Colton First Baptist's 400 members will decide Dec. 14 whether to leave the 1.5 million-member American Baptist Churches USA.
If it does, the congregation would remain under the guidance of the Pacific Southwest Region. Colton First Baptist also plans to change its name to Centerpoint Church, which according to a letter given to church members Sunday "will be a great reminder that Christ (not a denomination) is the center and the point of our church."
During four services Sunday, Aaker assured churchgoers that "nothing will change here."
Betty Morgan, an 82-year-old greeter, didn't care about the politics. She was just sad to hear the church's name is going to change. It's been the same since it was founded in 1887, and she has attended Colton First Baptist since she was a child.
Other people didn't think the denominational split would affect their church.
The context of the split is a disagreement regarding how the church should deal with homosexuality.

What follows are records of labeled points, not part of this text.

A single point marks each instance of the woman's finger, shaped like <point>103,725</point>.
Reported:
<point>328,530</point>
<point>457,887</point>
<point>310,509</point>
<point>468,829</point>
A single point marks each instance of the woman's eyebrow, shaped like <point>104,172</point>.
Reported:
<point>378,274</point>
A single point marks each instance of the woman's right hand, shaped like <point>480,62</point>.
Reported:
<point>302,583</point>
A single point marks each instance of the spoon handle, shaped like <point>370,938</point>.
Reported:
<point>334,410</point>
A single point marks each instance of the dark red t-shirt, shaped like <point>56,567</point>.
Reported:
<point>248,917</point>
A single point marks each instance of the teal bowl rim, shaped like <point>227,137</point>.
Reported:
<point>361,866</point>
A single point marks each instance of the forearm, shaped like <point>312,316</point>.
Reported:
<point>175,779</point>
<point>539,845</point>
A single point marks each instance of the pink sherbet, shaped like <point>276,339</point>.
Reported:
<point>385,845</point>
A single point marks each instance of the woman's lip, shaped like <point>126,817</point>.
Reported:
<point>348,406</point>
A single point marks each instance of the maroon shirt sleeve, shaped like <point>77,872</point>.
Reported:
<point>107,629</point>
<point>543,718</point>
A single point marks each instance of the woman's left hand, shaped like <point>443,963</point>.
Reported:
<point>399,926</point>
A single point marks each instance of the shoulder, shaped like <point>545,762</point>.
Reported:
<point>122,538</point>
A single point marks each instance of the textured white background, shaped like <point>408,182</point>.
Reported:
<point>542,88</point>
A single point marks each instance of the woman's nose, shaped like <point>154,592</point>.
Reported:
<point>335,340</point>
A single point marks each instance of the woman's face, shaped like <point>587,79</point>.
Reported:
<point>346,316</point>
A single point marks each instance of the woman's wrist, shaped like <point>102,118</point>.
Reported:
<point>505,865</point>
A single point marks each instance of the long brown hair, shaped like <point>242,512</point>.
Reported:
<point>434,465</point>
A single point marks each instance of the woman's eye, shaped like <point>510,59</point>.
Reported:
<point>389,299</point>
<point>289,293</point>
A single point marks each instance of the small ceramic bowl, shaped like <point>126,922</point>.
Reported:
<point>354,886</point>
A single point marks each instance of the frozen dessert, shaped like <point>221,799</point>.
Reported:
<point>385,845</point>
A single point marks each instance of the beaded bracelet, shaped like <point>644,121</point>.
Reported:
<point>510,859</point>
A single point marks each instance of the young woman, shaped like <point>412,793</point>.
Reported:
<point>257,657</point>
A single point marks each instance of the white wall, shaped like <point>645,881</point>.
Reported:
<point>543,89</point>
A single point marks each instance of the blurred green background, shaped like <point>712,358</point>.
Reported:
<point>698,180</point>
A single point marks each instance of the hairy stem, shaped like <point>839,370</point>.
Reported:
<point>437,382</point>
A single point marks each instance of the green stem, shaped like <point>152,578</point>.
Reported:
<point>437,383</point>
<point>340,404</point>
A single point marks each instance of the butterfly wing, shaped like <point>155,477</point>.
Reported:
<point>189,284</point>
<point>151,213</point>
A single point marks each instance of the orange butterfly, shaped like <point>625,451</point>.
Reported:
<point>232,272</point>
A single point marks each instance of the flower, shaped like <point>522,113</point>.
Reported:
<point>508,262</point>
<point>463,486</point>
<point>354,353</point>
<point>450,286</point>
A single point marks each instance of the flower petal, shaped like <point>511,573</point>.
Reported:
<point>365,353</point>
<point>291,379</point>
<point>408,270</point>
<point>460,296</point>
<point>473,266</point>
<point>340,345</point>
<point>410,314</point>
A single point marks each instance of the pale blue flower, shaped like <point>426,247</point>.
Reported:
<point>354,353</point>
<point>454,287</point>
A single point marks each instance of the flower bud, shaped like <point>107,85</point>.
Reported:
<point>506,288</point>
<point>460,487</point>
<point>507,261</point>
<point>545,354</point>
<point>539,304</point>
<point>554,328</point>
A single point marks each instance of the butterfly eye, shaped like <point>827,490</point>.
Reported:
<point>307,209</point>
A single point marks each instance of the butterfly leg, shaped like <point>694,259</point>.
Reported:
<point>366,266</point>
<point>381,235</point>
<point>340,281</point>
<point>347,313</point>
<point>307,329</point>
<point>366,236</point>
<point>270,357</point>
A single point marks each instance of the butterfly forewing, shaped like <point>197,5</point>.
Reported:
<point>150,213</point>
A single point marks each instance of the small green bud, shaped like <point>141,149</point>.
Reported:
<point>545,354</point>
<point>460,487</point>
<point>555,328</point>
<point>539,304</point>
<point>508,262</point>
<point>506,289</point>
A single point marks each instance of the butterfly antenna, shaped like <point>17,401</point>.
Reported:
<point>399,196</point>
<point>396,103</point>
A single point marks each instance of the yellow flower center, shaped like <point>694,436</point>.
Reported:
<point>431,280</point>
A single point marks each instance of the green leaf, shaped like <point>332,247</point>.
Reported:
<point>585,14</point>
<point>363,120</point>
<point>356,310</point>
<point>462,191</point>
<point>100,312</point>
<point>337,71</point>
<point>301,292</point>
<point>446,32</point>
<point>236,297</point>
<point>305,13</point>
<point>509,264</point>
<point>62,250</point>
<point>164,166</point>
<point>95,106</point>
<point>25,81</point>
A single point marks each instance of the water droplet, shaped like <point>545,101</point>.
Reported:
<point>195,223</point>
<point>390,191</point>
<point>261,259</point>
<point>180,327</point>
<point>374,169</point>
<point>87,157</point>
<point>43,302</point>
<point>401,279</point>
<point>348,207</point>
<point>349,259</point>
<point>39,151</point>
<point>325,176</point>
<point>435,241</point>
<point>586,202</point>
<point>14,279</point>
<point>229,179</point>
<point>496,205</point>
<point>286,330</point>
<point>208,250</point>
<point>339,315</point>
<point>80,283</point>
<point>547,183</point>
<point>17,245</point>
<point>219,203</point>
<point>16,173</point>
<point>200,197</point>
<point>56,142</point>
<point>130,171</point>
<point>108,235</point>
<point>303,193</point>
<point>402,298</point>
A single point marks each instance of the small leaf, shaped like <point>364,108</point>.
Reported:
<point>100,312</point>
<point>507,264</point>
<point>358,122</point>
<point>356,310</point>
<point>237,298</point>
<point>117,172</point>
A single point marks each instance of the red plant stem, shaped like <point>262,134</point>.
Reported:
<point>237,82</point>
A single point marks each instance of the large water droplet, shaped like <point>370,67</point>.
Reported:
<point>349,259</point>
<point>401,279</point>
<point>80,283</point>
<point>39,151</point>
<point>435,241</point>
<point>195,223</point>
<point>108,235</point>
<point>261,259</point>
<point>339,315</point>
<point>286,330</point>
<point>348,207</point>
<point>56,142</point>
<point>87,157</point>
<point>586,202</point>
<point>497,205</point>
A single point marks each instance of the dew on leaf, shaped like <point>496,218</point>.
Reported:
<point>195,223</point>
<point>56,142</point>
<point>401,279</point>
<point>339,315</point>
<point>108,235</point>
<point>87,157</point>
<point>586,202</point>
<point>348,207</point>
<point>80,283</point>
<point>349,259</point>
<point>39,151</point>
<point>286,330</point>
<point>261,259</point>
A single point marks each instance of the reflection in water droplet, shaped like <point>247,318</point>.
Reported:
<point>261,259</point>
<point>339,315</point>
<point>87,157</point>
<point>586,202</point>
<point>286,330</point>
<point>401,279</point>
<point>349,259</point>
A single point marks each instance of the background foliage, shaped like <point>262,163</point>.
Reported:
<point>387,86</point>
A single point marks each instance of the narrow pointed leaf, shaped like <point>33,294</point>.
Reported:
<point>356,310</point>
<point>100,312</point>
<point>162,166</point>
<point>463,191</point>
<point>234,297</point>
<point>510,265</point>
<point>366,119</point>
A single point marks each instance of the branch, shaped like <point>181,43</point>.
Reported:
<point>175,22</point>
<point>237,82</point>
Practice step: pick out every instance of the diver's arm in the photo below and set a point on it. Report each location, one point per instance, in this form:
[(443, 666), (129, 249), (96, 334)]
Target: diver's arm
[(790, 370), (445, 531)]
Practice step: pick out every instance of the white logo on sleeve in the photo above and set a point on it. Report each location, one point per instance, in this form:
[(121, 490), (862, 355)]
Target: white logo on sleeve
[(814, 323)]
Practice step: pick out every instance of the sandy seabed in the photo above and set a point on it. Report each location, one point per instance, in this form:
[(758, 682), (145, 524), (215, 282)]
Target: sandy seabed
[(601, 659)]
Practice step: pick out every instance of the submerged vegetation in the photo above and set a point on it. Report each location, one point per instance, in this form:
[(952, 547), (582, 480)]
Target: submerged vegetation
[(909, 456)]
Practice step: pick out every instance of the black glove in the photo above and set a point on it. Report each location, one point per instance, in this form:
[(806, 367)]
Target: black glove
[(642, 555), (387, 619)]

A church resolution states "homosexuality is incompatible with Christian teaching," but the national denomination holds that each church has "soul liberty," which allows them to interpret scripture as they believe correct.
Under soul liberty, liberal churches are ordaining gays and lesbians, and conservative churches are being ruffled.
"We are always seemingly butting up our heads on this issue of soul liberty versus biblical authority," Weatherill said. "Let's move on ... kind of like a Paul and a Barnabas. You minister here and we will minister there."